As a mother myself, this one statement was like a knife in my heart triggering a storm of erratic emotions. I started questioning my own morals wondering why it didn’t occur to me that this would be the case and whether or not I’ve made the right decision causing this rift in such a fragile family. Am I the villain for extricating her from her world and throwing her into this one? Have I created too many victims in the process of ensuring my own comfort?


Would I ever consider leaving my children and traveling thousands of miles to take care of somebody else’s children? Would I be willing to deprive them of access to my affection and venture into unknown territory with a questionable living and working environment? They hear of the stories of abuse and destitution that come out of our region towards domestic helpers and in spite of it all they do come; and there is only one reason for that: 




Human beings were born with choices and decisions and consequences; some of us more than others. Those who believe that they have no choice are the ones who compromise on their happiness and that of their children for what they believe is their own good do so because they run out of choices. They have exhausted all possible options in their countries and have barely managed to survive. The only choice they seem to have is to live at someone else’s mercy five time zones away just to barely make enough to give their children a better life… without them in it. They settle to become mere spectators in the new and improved lives they’ve created with the meager income they earn by making our lives easier.
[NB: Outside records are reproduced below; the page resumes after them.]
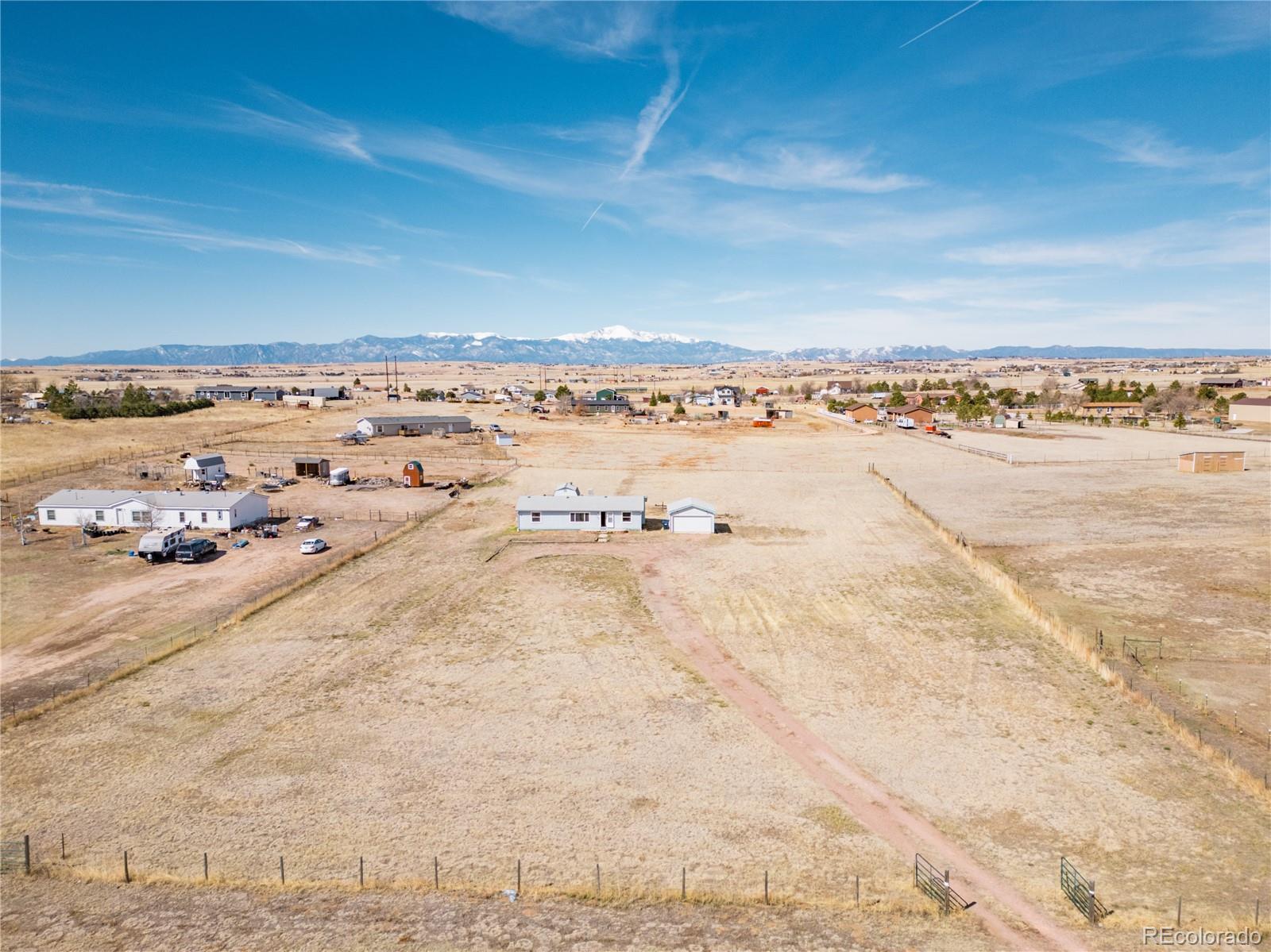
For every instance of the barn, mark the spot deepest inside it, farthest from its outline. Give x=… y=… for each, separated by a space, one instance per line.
x=690 y=516
x=1211 y=461
x=205 y=468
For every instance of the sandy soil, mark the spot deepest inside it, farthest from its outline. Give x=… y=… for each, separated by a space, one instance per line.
x=50 y=914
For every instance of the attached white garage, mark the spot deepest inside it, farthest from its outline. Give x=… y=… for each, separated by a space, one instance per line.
x=692 y=516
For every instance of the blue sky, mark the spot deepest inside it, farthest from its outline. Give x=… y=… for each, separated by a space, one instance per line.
x=772 y=175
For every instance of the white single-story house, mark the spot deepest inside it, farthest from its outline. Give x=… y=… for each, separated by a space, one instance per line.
x=152 y=510
x=690 y=515
x=566 y=509
x=205 y=468
x=396 y=426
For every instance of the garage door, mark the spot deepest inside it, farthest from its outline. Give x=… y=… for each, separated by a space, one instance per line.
x=702 y=524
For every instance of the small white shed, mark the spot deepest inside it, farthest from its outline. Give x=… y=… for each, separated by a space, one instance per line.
x=692 y=516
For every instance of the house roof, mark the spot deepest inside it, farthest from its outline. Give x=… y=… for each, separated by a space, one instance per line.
x=168 y=499
x=688 y=503
x=413 y=421
x=580 y=503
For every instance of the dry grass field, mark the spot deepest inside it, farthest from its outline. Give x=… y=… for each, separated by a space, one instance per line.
x=448 y=697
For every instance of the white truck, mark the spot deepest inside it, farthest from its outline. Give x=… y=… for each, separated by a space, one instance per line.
x=160 y=544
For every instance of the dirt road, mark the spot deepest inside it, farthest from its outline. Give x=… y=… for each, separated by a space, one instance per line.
x=867 y=800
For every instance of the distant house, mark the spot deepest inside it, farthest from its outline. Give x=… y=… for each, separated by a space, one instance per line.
x=912 y=410
x=413 y=426
x=690 y=516
x=569 y=510
x=1251 y=410
x=152 y=510
x=726 y=397
x=1118 y=410
x=862 y=412
x=224 y=391
x=1223 y=383
x=205 y=468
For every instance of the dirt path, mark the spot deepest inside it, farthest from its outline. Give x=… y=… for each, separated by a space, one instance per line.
x=868 y=801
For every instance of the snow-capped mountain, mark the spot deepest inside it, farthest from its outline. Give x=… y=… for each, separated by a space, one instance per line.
x=608 y=346
x=618 y=332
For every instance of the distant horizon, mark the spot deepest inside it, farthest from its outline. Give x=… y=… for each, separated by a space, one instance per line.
x=777 y=175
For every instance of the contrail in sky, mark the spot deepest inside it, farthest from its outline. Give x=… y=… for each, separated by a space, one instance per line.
x=940 y=25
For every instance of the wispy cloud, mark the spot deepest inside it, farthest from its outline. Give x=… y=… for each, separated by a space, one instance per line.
x=805 y=167
x=597 y=29
x=118 y=220
x=976 y=3
x=1147 y=146
x=285 y=118
x=1181 y=243
x=469 y=270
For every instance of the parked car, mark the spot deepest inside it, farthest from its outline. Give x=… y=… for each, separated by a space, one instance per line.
x=195 y=549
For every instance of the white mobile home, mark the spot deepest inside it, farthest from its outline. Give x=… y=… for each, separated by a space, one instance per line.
x=152 y=510
x=569 y=511
x=690 y=516
x=205 y=468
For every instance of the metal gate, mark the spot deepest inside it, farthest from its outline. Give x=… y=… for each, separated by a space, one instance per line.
x=934 y=884
x=1080 y=892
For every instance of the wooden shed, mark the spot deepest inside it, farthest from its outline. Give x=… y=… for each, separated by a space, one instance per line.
x=1230 y=461
x=412 y=473
x=311 y=467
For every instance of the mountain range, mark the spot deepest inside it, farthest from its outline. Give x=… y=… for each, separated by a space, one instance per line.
x=608 y=346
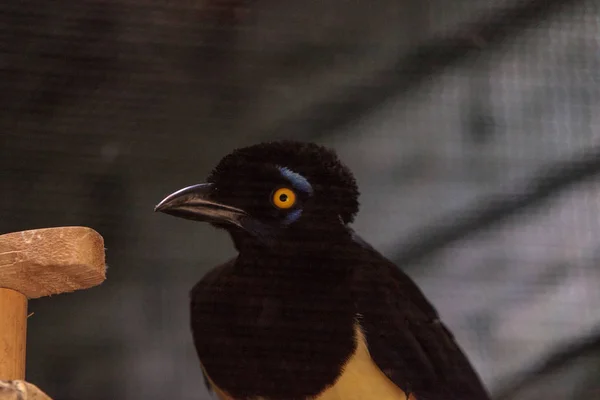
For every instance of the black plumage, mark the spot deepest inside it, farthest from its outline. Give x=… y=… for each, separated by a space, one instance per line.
x=279 y=321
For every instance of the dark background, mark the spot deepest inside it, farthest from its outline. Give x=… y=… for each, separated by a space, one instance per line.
x=472 y=127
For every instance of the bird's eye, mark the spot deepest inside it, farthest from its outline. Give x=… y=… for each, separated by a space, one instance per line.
x=283 y=198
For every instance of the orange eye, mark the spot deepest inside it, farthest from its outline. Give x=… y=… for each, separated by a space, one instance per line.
x=284 y=198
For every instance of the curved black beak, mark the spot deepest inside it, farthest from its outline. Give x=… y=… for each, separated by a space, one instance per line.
x=193 y=203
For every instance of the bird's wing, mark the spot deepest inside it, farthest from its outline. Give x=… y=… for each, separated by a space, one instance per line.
x=206 y=281
x=406 y=338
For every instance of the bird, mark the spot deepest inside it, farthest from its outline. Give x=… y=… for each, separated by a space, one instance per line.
x=307 y=309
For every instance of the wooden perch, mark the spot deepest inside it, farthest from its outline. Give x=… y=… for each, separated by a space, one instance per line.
x=21 y=390
x=37 y=263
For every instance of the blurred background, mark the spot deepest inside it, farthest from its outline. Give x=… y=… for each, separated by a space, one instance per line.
x=473 y=128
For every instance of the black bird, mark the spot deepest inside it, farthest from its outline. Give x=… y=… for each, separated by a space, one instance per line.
x=307 y=309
As recipients of their services, as custodians to their welfare, as privileged individuals happily living in the bosom of our families able to embrace our own children whenever we please, would it be too much trouble to treat them with a little respect? 


The Bahrain Award has given me a way to contribute to this cause. 50 submissions, 23 shortlisted and 750,000 views. If only 1% of these views have had an impact we would have 7,500 people paying their domestic help on time. Next round is going regional; more views and higher impact and driven by the future “sirs” and “madams” of their own households… just imagine what will become when they have their own domestic help…


It is a flash forward of a future that makes me proud of our youth today.